International clothing retailers and brands have asked for innovation, improvement of efficiency and use of synthetic raw materials so that they can source garment items for a long term from Bangladesh.
They revealed it while discussing at a panel titled “RMG Roadmap: Towards a Prosperous Future” held at a Made in Bangladesh Week 2022 at International Convention City, Bashundhara in Dhaka.
The weeklong events are being organised by the BGMEA and Bangladesh Apparel Exchange (BAE).
Bangladesh has already achieved a lot in garment trade as the country is the second largest supplier of apparels worldwide after China.
Now the time has come to make the achievement sustainable with innovation and bringing variation in products and quality of goods, said the retailers and brands.
Anne-Laure Descours, chief sourcing officer of Puma, said Bangladesh needs to go for synthetic raw materials production as the country was already strong in cotton fibre-made garment items.
She also said the setting up of green garment factories would continue as the country was the champion of green units worldwide.
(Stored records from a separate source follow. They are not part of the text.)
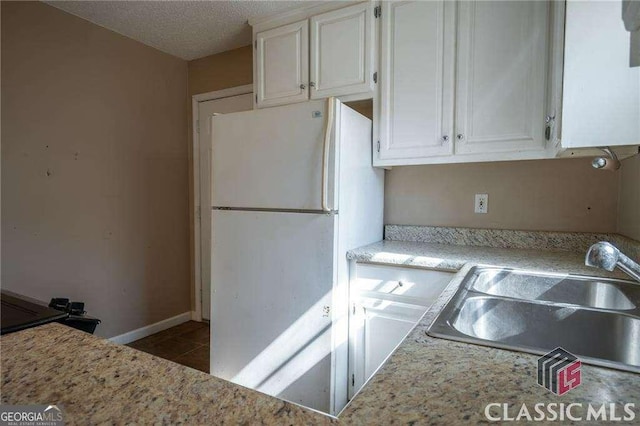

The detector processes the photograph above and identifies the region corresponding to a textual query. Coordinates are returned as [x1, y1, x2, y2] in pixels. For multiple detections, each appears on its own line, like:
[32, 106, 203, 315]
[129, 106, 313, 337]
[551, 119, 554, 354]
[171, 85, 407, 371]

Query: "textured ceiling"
[45, 0, 317, 60]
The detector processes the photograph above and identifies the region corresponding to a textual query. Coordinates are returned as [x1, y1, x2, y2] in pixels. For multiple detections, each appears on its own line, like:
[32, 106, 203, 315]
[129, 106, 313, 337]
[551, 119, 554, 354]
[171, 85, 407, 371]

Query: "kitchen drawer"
[353, 263, 454, 306]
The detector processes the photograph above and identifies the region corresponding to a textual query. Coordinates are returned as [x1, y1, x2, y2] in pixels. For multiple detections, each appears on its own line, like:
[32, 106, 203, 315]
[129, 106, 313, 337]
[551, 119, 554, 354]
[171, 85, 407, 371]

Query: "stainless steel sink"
[428, 267, 640, 372]
[473, 268, 640, 310]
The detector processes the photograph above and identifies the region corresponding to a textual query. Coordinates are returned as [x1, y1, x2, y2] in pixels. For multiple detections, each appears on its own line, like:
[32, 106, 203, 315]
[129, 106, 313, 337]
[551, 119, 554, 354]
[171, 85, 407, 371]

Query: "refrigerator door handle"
[322, 96, 335, 212]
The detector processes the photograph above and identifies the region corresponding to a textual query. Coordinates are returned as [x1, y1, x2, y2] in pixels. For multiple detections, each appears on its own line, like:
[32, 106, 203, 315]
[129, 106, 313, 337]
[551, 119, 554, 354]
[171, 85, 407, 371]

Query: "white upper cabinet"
[374, 1, 456, 165]
[455, 1, 549, 154]
[251, 1, 376, 108]
[255, 19, 309, 107]
[374, 0, 555, 166]
[309, 2, 375, 99]
[561, 0, 640, 148]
Descours called for innovation, quality and reskilling of workers for sustainability in the garment sector.
Francisco Javier Losada Montero, chief sustainability officer of Inditex, said Bangladesh was already in a very good position regarding innovation.
Bangladesh needs to improve in online trading and establishing strong collaborations between the retailers and suppliers, he said.
Circularity is going to be a new innovative idea in productivity for the sector to save on water consumption, he said.
Rita Lohani, director for operations of Walmart Sourcing, Bangladesh, suggested bringing diversity in products and improving the efficiency in garment production as those were related to the sustainability.
The next 10 years are important for the country’s garment sector as Bangladesh has already come a long way in the garment trade, she said.
The upskilling of labour is also important for the country for sustainable supply of garments, she added.
Winnie Estrup Petersen, ambassador of Denmark to Bangladesh, said Denmark was providing support through International Labour Organization with regard to health and workplace safety.
Both Bangladesh and Denmark have been building partnerships for more business between the two countries, she added.
Kutubuddin Ahmed, former president of the Bangladesh Garment Manufacturers and Exporters Association (BGMEA), suggested forming a committee involving the BGMEA for solving the ongoing crises such as that involving energy.
Currently, the main problem in the sector is the energy crisis stemming from the Russia-Ukraine war, he said.
He also said transparency and traceability were the “product passport” for the garment business now.
Because a study in 2020 showed that 67% of customers wanted sustainable products and 20% of consumers wanted the brands to be proactive in aspects such as transparency and traceability of products, he said.
Bangladesh has already successfully traversed the first phase in garment business as the country has the highest number of green garment factories and is the second largest exporter after China, he added.
However, now the time has come to take to the second phase by improving workplace safety and utility, water and chemicals use, Ahmed said.